La Cina è così potente da riuscire ad interferire in decisioni di grande significato politico anche per la debolezza dell’Occidente, particolarmente in questo momento –che durerà qualche anno!- economico, con gli USA strangolati dai debiti per buona parte in mano di creditori cinesi. Inoltre pare che, mentre tutto il mondo si appresta a praticare alcuni nuovi buchi nella cinghia in previsione dei sette anni di vacche magre, l’ex Celeste Impero continuerà anche nei prossimi anni ad incrementare il Prodotto interno lordo (previsione del +8-9% per il 2009) trasformandosi nella nuova locomotiva economica mondiale, insieme ai Paesi Emergenti che complessivamente cresceranno del 6%.

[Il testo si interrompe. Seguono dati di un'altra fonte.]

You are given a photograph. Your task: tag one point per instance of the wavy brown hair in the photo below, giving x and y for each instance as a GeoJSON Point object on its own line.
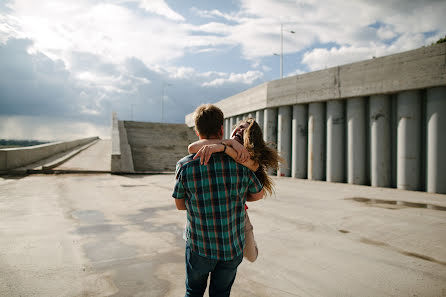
{"type": "Point", "coordinates": [266, 156]}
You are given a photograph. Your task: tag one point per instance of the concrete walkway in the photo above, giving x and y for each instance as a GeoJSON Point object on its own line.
{"type": "Point", "coordinates": [96, 158]}
{"type": "Point", "coordinates": [108, 235]}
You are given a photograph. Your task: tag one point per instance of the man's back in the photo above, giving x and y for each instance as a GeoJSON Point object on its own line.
{"type": "Point", "coordinates": [215, 195]}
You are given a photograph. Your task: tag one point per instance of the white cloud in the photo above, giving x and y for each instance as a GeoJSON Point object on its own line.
{"type": "Point", "coordinates": [244, 78]}
{"type": "Point", "coordinates": [49, 129]}
{"type": "Point", "coordinates": [321, 58]}
{"type": "Point", "coordinates": [160, 7]}
{"type": "Point", "coordinates": [215, 13]}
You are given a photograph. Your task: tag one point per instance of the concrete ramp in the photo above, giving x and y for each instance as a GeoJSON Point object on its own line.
{"type": "Point", "coordinates": [158, 146]}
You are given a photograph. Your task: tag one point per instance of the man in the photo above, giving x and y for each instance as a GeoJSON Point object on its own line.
{"type": "Point", "coordinates": [214, 196]}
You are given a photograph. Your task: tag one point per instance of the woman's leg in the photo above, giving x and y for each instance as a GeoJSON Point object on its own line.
{"type": "Point", "coordinates": [250, 252]}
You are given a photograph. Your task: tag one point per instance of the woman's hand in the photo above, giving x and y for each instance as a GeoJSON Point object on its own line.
{"type": "Point", "coordinates": [206, 151]}
{"type": "Point", "coordinates": [242, 152]}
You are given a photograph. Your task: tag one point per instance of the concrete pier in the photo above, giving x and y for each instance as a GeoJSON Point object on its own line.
{"type": "Point", "coordinates": [380, 141]}
{"type": "Point", "coordinates": [284, 139]}
{"type": "Point", "coordinates": [270, 129]}
{"type": "Point", "coordinates": [356, 141]}
{"type": "Point", "coordinates": [335, 141]}
{"type": "Point", "coordinates": [316, 141]}
{"type": "Point", "coordinates": [384, 140]}
{"type": "Point", "coordinates": [436, 140]}
{"type": "Point", "coordinates": [232, 121]}
{"type": "Point", "coordinates": [299, 144]}
{"type": "Point", "coordinates": [270, 126]}
{"type": "Point", "coordinates": [409, 138]}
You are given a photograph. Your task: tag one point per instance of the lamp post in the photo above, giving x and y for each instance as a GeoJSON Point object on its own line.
{"type": "Point", "coordinates": [281, 49]}
{"type": "Point", "coordinates": [162, 100]}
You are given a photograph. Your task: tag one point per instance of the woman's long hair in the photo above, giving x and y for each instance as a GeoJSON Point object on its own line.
{"type": "Point", "coordinates": [264, 155]}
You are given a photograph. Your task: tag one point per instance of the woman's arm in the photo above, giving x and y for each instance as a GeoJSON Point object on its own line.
{"type": "Point", "coordinates": [242, 154]}
{"type": "Point", "coordinates": [205, 152]}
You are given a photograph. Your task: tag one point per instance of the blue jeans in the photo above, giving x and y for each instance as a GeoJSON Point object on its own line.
{"type": "Point", "coordinates": [197, 273]}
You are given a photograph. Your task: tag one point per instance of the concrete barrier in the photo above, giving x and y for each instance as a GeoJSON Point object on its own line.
{"type": "Point", "coordinates": [12, 158]}
{"type": "Point", "coordinates": [121, 157]}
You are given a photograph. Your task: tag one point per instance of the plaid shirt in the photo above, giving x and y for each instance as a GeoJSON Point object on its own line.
{"type": "Point", "coordinates": [215, 195]}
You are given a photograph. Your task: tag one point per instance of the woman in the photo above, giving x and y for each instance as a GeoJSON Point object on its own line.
{"type": "Point", "coordinates": [248, 148]}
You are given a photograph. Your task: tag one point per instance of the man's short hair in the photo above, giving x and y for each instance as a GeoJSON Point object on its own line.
{"type": "Point", "coordinates": [208, 120]}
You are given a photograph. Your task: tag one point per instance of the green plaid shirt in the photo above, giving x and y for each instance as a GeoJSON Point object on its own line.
{"type": "Point", "coordinates": [215, 196]}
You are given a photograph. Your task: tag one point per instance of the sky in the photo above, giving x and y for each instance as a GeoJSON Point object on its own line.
{"type": "Point", "coordinates": [66, 65]}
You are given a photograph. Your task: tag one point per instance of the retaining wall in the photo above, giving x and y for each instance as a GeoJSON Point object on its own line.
{"type": "Point", "coordinates": [12, 158]}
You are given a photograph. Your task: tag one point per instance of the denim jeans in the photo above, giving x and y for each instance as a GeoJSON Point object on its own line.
{"type": "Point", "coordinates": [197, 273]}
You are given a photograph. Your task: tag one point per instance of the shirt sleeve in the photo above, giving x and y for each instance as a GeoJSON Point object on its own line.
{"type": "Point", "coordinates": [254, 184]}
{"type": "Point", "coordinates": [178, 191]}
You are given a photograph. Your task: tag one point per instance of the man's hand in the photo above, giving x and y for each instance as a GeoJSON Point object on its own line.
{"type": "Point", "coordinates": [242, 152]}
{"type": "Point", "coordinates": [181, 205]}
{"type": "Point", "coordinates": [255, 196]}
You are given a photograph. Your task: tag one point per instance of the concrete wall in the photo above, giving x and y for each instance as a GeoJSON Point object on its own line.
{"type": "Point", "coordinates": [121, 157]}
{"type": "Point", "coordinates": [156, 147]}
{"type": "Point", "coordinates": [18, 157]}
{"type": "Point", "coordinates": [376, 122]}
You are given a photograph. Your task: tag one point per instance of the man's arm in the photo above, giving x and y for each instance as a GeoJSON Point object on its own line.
{"type": "Point", "coordinates": [255, 196]}
{"type": "Point", "coordinates": [181, 205]}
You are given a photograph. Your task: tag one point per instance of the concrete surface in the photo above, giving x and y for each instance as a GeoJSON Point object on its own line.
{"type": "Point", "coordinates": [110, 235]}
{"type": "Point", "coordinates": [121, 153]}
{"type": "Point", "coordinates": [157, 146]}
{"type": "Point", "coordinates": [95, 158]}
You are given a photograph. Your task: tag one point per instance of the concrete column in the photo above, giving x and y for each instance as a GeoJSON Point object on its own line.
{"type": "Point", "coordinates": [356, 141]}
{"type": "Point", "coordinates": [409, 138]}
{"type": "Point", "coordinates": [270, 125]}
{"type": "Point", "coordinates": [335, 141]}
{"type": "Point", "coordinates": [299, 141]}
{"type": "Point", "coordinates": [270, 129]}
{"type": "Point", "coordinates": [436, 140]}
{"type": "Point", "coordinates": [259, 117]}
{"type": "Point", "coordinates": [284, 139]}
{"type": "Point", "coordinates": [380, 142]}
{"type": "Point", "coordinates": [316, 141]}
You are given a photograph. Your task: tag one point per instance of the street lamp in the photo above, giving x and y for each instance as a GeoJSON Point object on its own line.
{"type": "Point", "coordinates": [162, 100]}
{"type": "Point", "coordinates": [281, 49]}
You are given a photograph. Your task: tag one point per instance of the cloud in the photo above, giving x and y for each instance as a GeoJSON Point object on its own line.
{"type": "Point", "coordinates": [244, 78]}
{"type": "Point", "coordinates": [161, 8]}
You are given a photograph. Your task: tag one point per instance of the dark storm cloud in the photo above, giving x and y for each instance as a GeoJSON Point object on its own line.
{"type": "Point", "coordinates": [33, 84]}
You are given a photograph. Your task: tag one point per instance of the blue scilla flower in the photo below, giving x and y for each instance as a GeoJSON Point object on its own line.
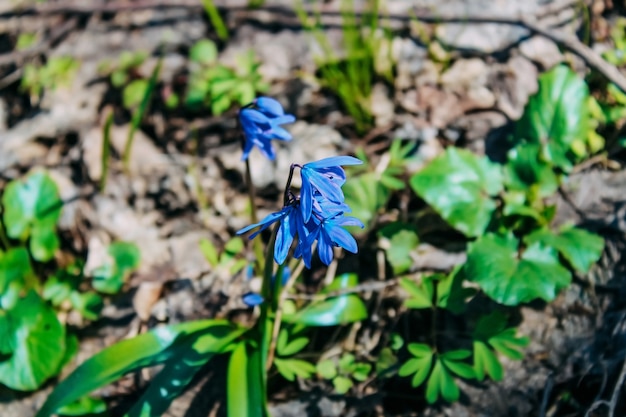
{"type": "Point", "coordinates": [330, 233]}
{"type": "Point", "coordinates": [324, 178]}
{"type": "Point", "coordinates": [290, 220]}
{"type": "Point", "coordinates": [261, 122]}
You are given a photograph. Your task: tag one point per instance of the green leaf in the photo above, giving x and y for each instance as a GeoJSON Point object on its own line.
{"type": "Point", "coordinates": [204, 52]}
{"type": "Point", "coordinates": [459, 186]}
{"type": "Point", "coordinates": [32, 203]}
{"type": "Point", "coordinates": [152, 348]}
{"type": "Point", "coordinates": [493, 263]}
{"type": "Point", "coordinates": [38, 341]}
{"type": "Point", "coordinates": [461, 369]}
{"type": "Point", "coordinates": [326, 369]}
{"type": "Point", "coordinates": [294, 346]}
{"type": "Point", "coordinates": [244, 385]}
{"type": "Point", "coordinates": [110, 277]}
{"type": "Point", "coordinates": [44, 242]}
{"type": "Point", "coordinates": [486, 362]}
{"type": "Point", "coordinates": [420, 350]}
{"type": "Point", "coordinates": [88, 304]}
{"type": "Point", "coordinates": [334, 311]}
{"type": "Point", "coordinates": [525, 168]}
{"type": "Point", "coordinates": [342, 384]}
{"type": "Point", "coordinates": [84, 406]}
{"type": "Point", "coordinates": [133, 93]}
{"type": "Point", "coordinates": [290, 368]}
{"type": "Point", "coordinates": [421, 295]}
{"type": "Point", "coordinates": [581, 248]}
{"type": "Point", "coordinates": [556, 115]}
{"type": "Point", "coordinates": [398, 240]}
{"type": "Point", "coordinates": [15, 270]}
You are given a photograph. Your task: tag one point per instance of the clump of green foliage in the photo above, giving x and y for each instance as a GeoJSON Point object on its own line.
{"type": "Point", "coordinates": [351, 77]}
{"type": "Point", "coordinates": [218, 86]}
{"type": "Point", "coordinates": [35, 290]}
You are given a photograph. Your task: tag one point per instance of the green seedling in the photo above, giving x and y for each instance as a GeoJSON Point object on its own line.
{"type": "Point", "coordinates": [343, 372]}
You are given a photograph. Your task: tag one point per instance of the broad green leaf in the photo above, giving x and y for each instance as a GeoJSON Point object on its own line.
{"type": "Point", "coordinates": [15, 269]}
{"type": "Point", "coordinates": [486, 362]}
{"type": "Point", "coordinates": [152, 348]}
{"type": "Point", "coordinates": [361, 371]}
{"type": "Point", "coordinates": [327, 369]}
{"type": "Point", "coordinates": [31, 203]}
{"type": "Point", "coordinates": [334, 311]}
{"type": "Point", "coordinates": [290, 368]}
{"type": "Point", "coordinates": [178, 372]}
{"type": "Point", "coordinates": [493, 263]}
{"type": "Point", "coordinates": [525, 168]}
{"type": "Point", "coordinates": [342, 384]}
{"type": "Point", "coordinates": [204, 51]}
{"type": "Point", "coordinates": [459, 186]}
{"type": "Point", "coordinates": [341, 282]}
{"type": "Point", "coordinates": [579, 247]}
{"type": "Point", "coordinates": [421, 294]}
{"type": "Point", "coordinates": [110, 277]}
{"type": "Point", "coordinates": [398, 240]}
{"type": "Point", "coordinates": [88, 304]}
{"type": "Point", "coordinates": [38, 341]}
{"type": "Point", "coordinates": [294, 346]}
{"type": "Point", "coordinates": [84, 406]}
{"type": "Point", "coordinates": [244, 384]}
{"type": "Point", "coordinates": [556, 115]}
{"type": "Point", "coordinates": [133, 93]}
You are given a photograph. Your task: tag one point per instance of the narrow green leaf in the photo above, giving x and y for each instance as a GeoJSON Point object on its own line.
{"type": "Point", "coordinates": [151, 348]}
{"type": "Point", "coordinates": [334, 311]}
{"type": "Point", "coordinates": [178, 372]}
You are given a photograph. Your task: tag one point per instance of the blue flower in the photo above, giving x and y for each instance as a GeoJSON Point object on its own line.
{"type": "Point", "coordinates": [261, 124]}
{"type": "Point", "coordinates": [325, 178]}
{"type": "Point", "coordinates": [289, 218]}
{"type": "Point", "coordinates": [330, 233]}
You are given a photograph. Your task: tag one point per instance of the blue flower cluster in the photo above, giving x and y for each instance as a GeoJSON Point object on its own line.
{"type": "Point", "coordinates": [261, 122]}
{"type": "Point", "coordinates": [317, 214]}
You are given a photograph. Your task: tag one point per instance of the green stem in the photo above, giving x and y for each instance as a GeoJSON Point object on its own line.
{"type": "Point", "coordinates": [257, 245]}
{"type": "Point", "coordinates": [266, 319]}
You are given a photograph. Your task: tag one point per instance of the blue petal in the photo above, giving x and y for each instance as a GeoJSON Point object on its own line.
{"type": "Point", "coordinates": [284, 238]}
{"type": "Point", "coordinates": [252, 299]}
{"type": "Point", "coordinates": [334, 161]}
{"type": "Point", "coordinates": [326, 187]}
{"type": "Point", "coordinates": [306, 197]}
{"type": "Point", "coordinates": [269, 106]}
{"type": "Point", "coordinates": [342, 237]}
{"type": "Point", "coordinates": [325, 248]}
{"type": "Point", "coordinates": [265, 223]}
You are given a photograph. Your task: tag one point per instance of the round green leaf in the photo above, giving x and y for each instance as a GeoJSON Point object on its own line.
{"type": "Point", "coordinates": [38, 340]}
{"type": "Point", "coordinates": [34, 201]}
{"type": "Point", "coordinates": [493, 263]}
{"type": "Point", "coordinates": [459, 186]}
{"type": "Point", "coordinates": [557, 115]}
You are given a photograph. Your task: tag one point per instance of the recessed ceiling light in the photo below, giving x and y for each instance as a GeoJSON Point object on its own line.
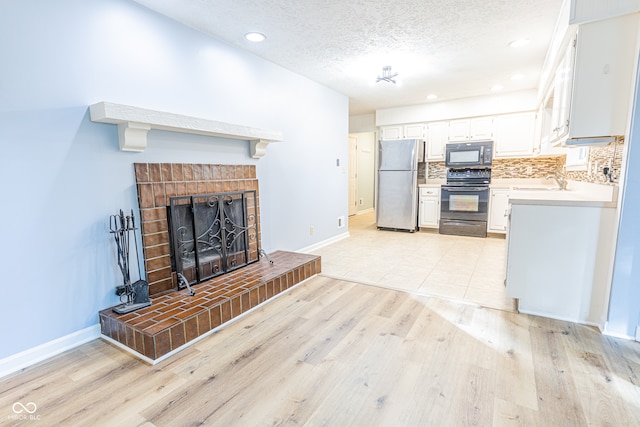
{"type": "Point", "coordinates": [255, 37]}
{"type": "Point", "coordinates": [519, 43]}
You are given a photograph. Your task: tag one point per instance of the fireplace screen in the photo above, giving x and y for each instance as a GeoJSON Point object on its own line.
{"type": "Point", "coordinates": [212, 234]}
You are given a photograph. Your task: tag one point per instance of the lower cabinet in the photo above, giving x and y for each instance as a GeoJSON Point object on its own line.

Ovviamente l’export verso il resto del mondo in crisi crollerà, ma un mercato intermo di 1 miliardo e 300 milioni di persone agirà da polmone, soddisfacendo la domanda inevasa di una popolazione ancora in maggioranza al livello di sopravvivenza.
Ma questa “rivoluzione” autenticamente “culturale” potrebbe liberare le represse esigenze di libertà di una massa enorme, ingestibile anche per il regime poliziesco che oggi la controlla e la reprime.
Lasciamo lavorare il tempo e i succhi gastrici, entrambi altamente corrosivi.


Sator
3 years ago
Per fortuna non tutti sono così timorosi od opportunisti come il Comitato per il Nobel. La Cina moralmente ha perso.